Facebook and privacy returns
Facebook are opening up their site to being Google-searchable. Hark! I hear a million privacy activists screaming.
But wait — they’re actually doing it RIGHT.
a. They’re only allowing name and profile pictures to appear in search results — not all the rest which tends to include highly personal material.
b. everyone appears to be getting prominent notice IN ADVANCE that they can opt out of their info being released onto Google
c. most impressively, if like me (and I imagine rather rarely) you’d already opted to “hide” on facebook, ie, not be searchable by name in their listing, you are automatically opted out of the Google release.
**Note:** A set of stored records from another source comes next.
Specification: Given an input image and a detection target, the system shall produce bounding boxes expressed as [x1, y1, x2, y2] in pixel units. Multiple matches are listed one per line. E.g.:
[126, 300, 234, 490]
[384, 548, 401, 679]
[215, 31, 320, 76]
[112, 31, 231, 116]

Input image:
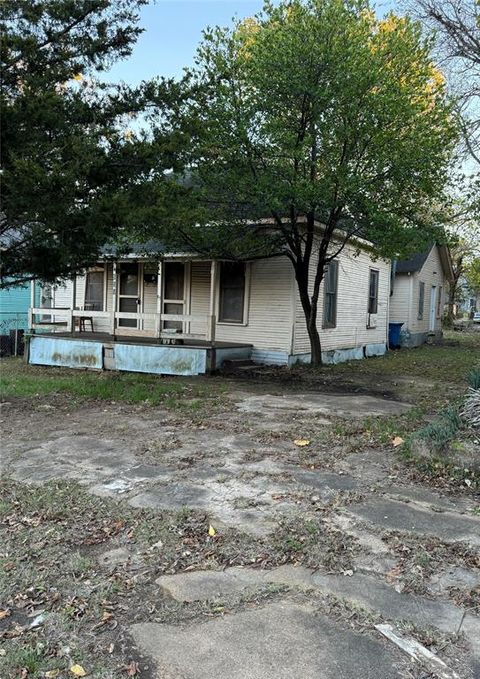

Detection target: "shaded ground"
[0, 336, 480, 679]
This appeared at the top of my FB profile this morning:
“Facebook now enables anyone to search for Facebook users who have public search listings from our Welcome page. In a few weeks we will allow users to make these public search listings visible to search engines like Google. Public Search Listings only include names and profile pictures.
Because you have restricted your search privacy settings your public search listing will not be shown. If you want friends who are not yet on Facebook to be able to search for you by name, you can change your settings on the Search Privacy page.
No privacy rules are changing; if you do choose to make this public search listing available, anyone who discovers your public search listing must sign up and login to contact you via Facebook. “
This strikes me as for once a good example of how privacy on line in web 2.0 ought to be handled — congrats to FB.
You could argue that a site like FB should not open itself to Google at all (in the interests of default privacy, etc etc) but the fact is that sites like Spock.com are already begining to scrape social networking sites like FB and make the data they contain searchable with no user opt-out or notice, and dubious supervision — so this at least pre-empts such attention, and gives the user some control.
It’s also interesting that this is a case of the market dovetailing with privacy-enhancing code. FB WANT you to sign up for FB and go to their site to read that highly personal stuff — not read it on Google away from their adverts and apps (or on Spock.com).
LiveJournal, by comparison, an open source blogging site normally regarded as fairly privacy conscious, don’t care (much) about ads (they make money from paid subs and are run by volunteers), so they also don’t stop you allowing spiders to grab your whole blog. User choice prevails and as we all know by now, user choice when the default is no privacy, usually means disclosure by inertia. (You can opt out of spiders on LJ too, of course — but the option is distinctly not that obvious.)